How failovers work
This topic applies only to the following products:
SolarWinds Observability Self-Hosted
DPAIM — EOC — IPAM — LA — NAM — NCM — NPM — NTA — SAM — SCM — SRM — UDT — VMAN — VNQM — WPM
After SolarWinds Platform High Availability (HA) is enabled and you have set up a pool, each pool monitors itself for failover conditions such as:
- Inability to connect to the network
- Stopped SolarWinds services
Stopped Agent services is not a failover condition.
- Power loss
- Network connection loss to the primary server
When a monitored service is down, the SolarWinds Platform server tries to allow the service to recover before failing over to the secondary server. If the same service fails within the default self-recovery period, a failover occurs.

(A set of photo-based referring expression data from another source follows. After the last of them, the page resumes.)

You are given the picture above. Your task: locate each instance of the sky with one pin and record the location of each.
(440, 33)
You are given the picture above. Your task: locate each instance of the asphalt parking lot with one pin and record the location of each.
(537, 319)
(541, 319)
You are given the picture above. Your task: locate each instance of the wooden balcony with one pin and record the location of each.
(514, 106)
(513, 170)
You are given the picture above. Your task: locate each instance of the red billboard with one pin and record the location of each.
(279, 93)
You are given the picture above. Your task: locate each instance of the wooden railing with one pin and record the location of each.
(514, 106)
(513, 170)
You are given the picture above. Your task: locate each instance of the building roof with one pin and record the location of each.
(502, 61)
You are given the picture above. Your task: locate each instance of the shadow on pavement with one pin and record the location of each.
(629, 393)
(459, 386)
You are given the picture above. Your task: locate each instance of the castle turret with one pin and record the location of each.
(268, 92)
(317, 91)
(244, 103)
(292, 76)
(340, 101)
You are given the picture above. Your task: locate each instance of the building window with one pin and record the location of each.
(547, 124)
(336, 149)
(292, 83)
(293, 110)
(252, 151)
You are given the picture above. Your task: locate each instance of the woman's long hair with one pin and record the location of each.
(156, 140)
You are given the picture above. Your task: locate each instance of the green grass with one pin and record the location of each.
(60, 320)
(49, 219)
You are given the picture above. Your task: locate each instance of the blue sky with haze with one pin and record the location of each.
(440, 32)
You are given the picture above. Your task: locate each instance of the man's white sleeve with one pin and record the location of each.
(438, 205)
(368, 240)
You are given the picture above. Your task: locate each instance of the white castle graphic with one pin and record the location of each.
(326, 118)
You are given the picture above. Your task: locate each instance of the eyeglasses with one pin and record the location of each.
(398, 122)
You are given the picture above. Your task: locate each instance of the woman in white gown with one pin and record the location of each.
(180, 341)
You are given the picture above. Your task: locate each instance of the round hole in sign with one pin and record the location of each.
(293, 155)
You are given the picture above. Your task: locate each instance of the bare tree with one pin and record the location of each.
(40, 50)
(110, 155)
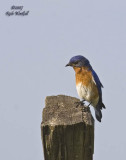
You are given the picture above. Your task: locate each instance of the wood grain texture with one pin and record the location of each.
(67, 134)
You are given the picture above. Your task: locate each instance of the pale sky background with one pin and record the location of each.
(33, 52)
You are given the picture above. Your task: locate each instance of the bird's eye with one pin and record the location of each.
(76, 62)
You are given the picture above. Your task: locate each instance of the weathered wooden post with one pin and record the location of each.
(67, 132)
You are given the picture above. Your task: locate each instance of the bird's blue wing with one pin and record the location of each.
(98, 83)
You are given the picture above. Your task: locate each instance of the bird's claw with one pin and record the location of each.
(80, 103)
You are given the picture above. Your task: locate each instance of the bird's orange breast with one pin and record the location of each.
(83, 75)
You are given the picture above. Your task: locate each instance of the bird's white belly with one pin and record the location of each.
(83, 92)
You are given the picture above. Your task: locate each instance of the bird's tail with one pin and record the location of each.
(98, 113)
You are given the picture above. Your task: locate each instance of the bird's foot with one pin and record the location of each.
(85, 109)
(80, 103)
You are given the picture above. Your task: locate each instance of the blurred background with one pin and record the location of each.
(33, 54)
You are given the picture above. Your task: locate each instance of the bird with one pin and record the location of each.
(88, 84)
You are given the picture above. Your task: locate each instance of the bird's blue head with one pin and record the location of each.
(78, 61)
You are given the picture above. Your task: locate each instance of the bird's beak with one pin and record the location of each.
(67, 65)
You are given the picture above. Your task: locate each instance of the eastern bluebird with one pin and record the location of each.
(88, 84)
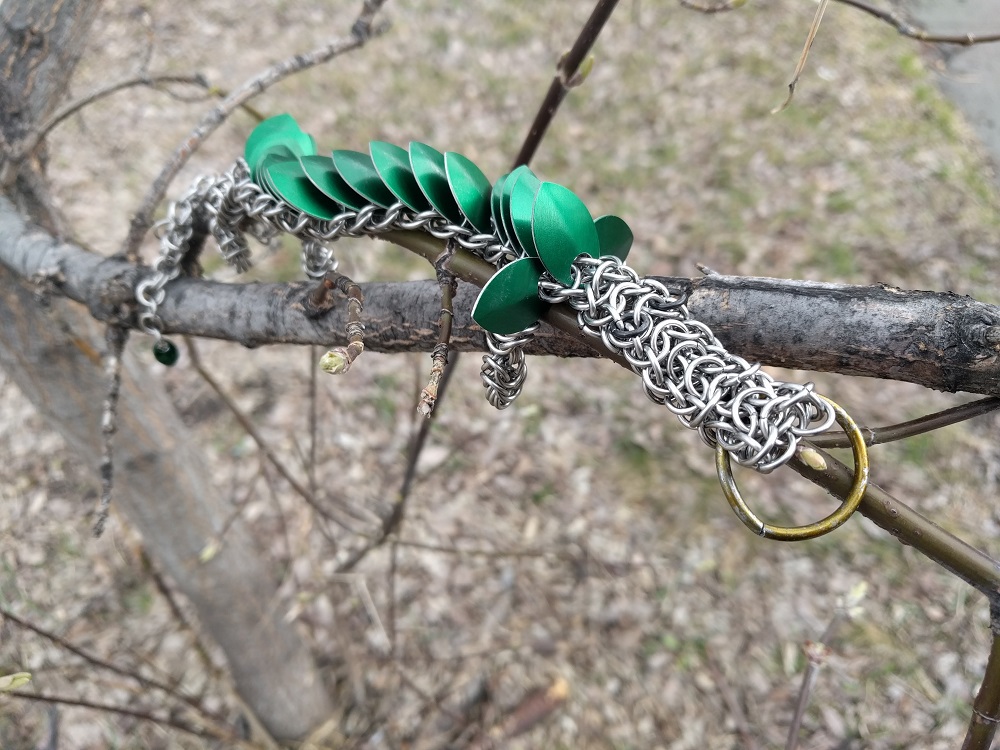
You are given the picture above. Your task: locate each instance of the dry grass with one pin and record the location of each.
(673, 627)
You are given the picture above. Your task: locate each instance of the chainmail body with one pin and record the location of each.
(731, 403)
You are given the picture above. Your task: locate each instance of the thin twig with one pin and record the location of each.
(818, 652)
(115, 337)
(890, 17)
(338, 360)
(361, 31)
(928, 423)
(30, 143)
(206, 732)
(800, 66)
(247, 424)
(146, 682)
(439, 357)
(567, 76)
(915, 32)
(394, 520)
(986, 707)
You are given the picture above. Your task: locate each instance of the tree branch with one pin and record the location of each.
(361, 31)
(938, 340)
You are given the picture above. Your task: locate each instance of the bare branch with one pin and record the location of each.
(890, 17)
(567, 72)
(939, 340)
(986, 707)
(800, 66)
(30, 143)
(361, 31)
(928, 423)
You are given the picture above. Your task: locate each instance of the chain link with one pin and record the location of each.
(759, 421)
(732, 403)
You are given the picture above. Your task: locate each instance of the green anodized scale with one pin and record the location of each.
(545, 224)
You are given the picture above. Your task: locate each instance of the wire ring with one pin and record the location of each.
(723, 466)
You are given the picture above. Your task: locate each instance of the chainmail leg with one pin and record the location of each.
(684, 367)
(504, 371)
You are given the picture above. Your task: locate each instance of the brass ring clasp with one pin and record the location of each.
(836, 519)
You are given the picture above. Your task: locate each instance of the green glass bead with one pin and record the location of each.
(166, 352)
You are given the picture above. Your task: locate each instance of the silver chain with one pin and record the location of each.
(759, 421)
(233, 206)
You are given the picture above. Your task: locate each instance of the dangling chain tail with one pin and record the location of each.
(732, 404)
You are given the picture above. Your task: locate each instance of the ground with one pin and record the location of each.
(579, 536)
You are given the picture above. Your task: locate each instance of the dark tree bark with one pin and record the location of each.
(53, 354)
(935, 339)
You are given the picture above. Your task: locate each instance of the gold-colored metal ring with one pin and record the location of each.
(797, 533)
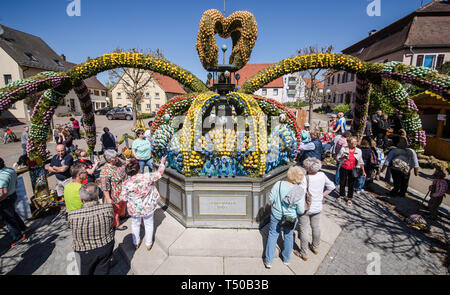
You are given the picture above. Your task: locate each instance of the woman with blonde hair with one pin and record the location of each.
(141, 195)
(318, 186)
(111, 177)
(287, 200)
(350, 159)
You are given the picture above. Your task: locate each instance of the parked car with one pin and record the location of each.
(120, 113)
(103, 111)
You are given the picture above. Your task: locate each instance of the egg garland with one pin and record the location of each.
(244, 24)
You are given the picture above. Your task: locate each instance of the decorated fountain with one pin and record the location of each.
(225, 146)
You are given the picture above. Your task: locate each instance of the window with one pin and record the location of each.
(440, 61)
(429, 121)
(30, 57)
(429, 61)
(58, 62)
(8, 79)
(419, 62)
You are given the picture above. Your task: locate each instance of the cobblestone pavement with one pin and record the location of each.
(370, 229)
(48, 250)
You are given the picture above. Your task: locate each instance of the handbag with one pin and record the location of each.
(356, 172)
(401, 165)
(286, 222)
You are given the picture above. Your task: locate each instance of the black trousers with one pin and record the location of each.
(400, 183)
(10, 217)
(346, 178)
(97, 261)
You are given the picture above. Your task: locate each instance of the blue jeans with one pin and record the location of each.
(388, 175)
(274, 232)
(360, 184)
(336, 178)
(148, 163)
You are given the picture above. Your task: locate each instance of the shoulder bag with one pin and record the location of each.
(308, 197)
(286, 222)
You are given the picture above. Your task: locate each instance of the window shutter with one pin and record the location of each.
(419, 62)
(440, 61)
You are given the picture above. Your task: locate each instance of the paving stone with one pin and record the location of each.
(183, 265)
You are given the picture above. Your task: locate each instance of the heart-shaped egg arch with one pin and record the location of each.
(241, 26)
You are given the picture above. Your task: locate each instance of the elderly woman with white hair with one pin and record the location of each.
(111, 178)
(287, 198)
(318, 186)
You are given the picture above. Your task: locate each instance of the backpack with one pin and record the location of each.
(401, 165)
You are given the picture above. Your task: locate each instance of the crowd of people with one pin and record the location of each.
(97, 195)
(299, 198)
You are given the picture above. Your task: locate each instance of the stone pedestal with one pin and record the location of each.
(212, 202)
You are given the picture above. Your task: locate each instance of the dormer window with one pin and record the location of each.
(30, 56)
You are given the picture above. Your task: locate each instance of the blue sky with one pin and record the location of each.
(283, 26)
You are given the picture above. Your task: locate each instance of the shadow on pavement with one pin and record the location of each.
(34, 257)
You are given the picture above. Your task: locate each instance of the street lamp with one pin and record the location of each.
(224, 48)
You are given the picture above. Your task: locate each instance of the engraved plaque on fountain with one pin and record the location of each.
(232, 205)
(176, 197)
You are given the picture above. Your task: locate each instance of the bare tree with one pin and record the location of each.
(134, 81)
(313, 73)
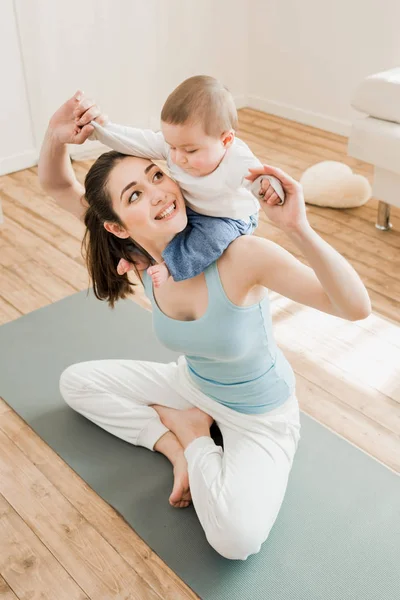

When a failover condition is met and failover occurs in a pool, a failover event is logged and can be viewed in the Event Summary resource or the Events view. An email is also sent to your default recipients.
For example, if the job engine service is down, the HA software attempts to start it. If the job engine fails again within 1 hour, then a failover occurs and the event is logged. If the job engine fails in 61 minutes, a failover does not occur.
Failovers with virtual hostnames
When your HA pool uses a virtual hostname, failovers may not appear to work due to caching issues. The client DNS cache can take up to one minute to redirect traffic to the new active pool member.
However, your browser's DNS cache does not respect the DNS Time to Live (TTL) value, and the DNS cache retention varies between browsers from 60 seconds to 24 hours. You must flush your browser's cache to be successfully redirected to the new active pool member.